Effect of plasma protein binding on elimination of taurocholate by isolated perfused rat liver: comparison of venous equilibrium, undistributed and distributed sinusoidal, and dispersion models.

In the past, various models have been developed to allow better characterization of the hepatic elimination of substrates from plasma. In this study we investigated the applicability of the venous equilibrium, undistributed sinusoidal, several distributed sinusoidal, and dispersion models to the steady state elimination of sodium taurocholate by the isolated perfused rat liver. Rat livers were perfused with 24-14C-taurocholate (sodium salt) at a concentration of 25 microM (specific activity 500 microCi/mmole) in a single-pass design (n = 7) or at a rate of 0.5 mumol/min (specific activity 40 microCi/mmole) into the portal vein in a recirculating design (n = 5). In single-pass experiments, the changes in hepatic venous outflow concentration (C0) with changes in unbound fraction of taurocholate (fu) from 0.09 to 1.0 were fitted better by the venous equilibrium model, by the dispersion model, and by a distributed model in which heterogeneity in both hepatic blood flow (Q) and intrinsic clearance (CLint) was defined by separate density functions.
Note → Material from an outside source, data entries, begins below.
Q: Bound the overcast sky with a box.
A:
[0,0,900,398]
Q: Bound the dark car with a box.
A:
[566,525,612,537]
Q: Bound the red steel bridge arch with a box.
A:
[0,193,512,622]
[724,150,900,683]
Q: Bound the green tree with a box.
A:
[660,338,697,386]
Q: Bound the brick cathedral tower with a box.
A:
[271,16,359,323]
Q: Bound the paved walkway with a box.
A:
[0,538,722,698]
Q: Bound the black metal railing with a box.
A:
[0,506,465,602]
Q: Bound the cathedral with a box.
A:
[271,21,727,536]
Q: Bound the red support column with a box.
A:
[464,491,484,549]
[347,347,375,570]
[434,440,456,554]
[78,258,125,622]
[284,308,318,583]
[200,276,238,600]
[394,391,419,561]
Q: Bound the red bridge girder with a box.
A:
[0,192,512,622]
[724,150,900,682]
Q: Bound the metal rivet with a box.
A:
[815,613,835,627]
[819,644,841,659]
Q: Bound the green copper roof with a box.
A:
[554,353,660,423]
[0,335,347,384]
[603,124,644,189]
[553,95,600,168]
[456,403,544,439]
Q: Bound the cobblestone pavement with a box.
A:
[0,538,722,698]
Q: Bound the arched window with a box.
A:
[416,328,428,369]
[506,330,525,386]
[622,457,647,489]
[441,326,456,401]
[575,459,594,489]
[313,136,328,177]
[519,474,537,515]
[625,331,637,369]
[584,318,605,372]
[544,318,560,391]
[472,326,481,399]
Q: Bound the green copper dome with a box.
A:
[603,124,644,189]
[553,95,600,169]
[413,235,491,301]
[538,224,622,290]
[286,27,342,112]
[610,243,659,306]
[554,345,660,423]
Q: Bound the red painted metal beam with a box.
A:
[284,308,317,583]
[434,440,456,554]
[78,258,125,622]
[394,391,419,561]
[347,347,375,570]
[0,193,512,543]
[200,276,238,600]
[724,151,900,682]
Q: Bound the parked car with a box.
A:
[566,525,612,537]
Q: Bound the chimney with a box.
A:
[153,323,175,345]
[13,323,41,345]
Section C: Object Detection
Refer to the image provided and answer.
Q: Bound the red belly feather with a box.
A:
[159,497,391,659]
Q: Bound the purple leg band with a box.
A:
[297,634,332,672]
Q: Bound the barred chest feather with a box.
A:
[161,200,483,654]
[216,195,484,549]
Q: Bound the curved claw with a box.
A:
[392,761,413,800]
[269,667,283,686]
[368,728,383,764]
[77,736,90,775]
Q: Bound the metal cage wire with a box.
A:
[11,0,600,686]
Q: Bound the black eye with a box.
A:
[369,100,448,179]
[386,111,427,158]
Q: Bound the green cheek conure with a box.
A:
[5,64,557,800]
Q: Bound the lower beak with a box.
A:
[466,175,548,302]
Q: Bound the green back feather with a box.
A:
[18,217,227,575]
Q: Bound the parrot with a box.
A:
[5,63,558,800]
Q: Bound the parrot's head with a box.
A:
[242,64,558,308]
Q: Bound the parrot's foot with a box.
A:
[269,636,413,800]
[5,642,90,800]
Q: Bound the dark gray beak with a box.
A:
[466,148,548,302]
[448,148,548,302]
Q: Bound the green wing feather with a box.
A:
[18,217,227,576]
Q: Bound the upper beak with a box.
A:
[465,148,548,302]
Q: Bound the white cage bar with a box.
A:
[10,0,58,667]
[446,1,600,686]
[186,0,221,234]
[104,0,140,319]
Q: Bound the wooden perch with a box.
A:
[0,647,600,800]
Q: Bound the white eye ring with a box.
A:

The very large value of dispersion number (DN greater than 10(7] yielded by the dispersion model is consistent with a high degree of axial mixing of blood within sinusoids. The large coefficients of variation (0.7-232) for the density functions describing the transverse heterogeneity of Q and CLint obtained with the Q/CLint-distributed model were consistent with a large degree of heterogeneity in Q and CLint within the liver. In recirculation experiments, the steady state unbound concentration of taurocholate in the reservoir (Cuss) was independent of fu (range 0.05-0.9). This finding was not predicted by the undistributed sinusoidal model, but was in keeping with the venous equilibrium model, with the dispersion model, and with the Q/CLint-distributed model. Therefore, there is no need to invoke cell surface-mediated dissociation of albumin-ligand complexes in hepatic taurocholate uptake. As the dispersion and Q/CLint-distributed models are conceptually plausible and operationally accurate, it may be time to relinquish the venous equilibrium model, which, though operationally accurate, is conceptually flawed.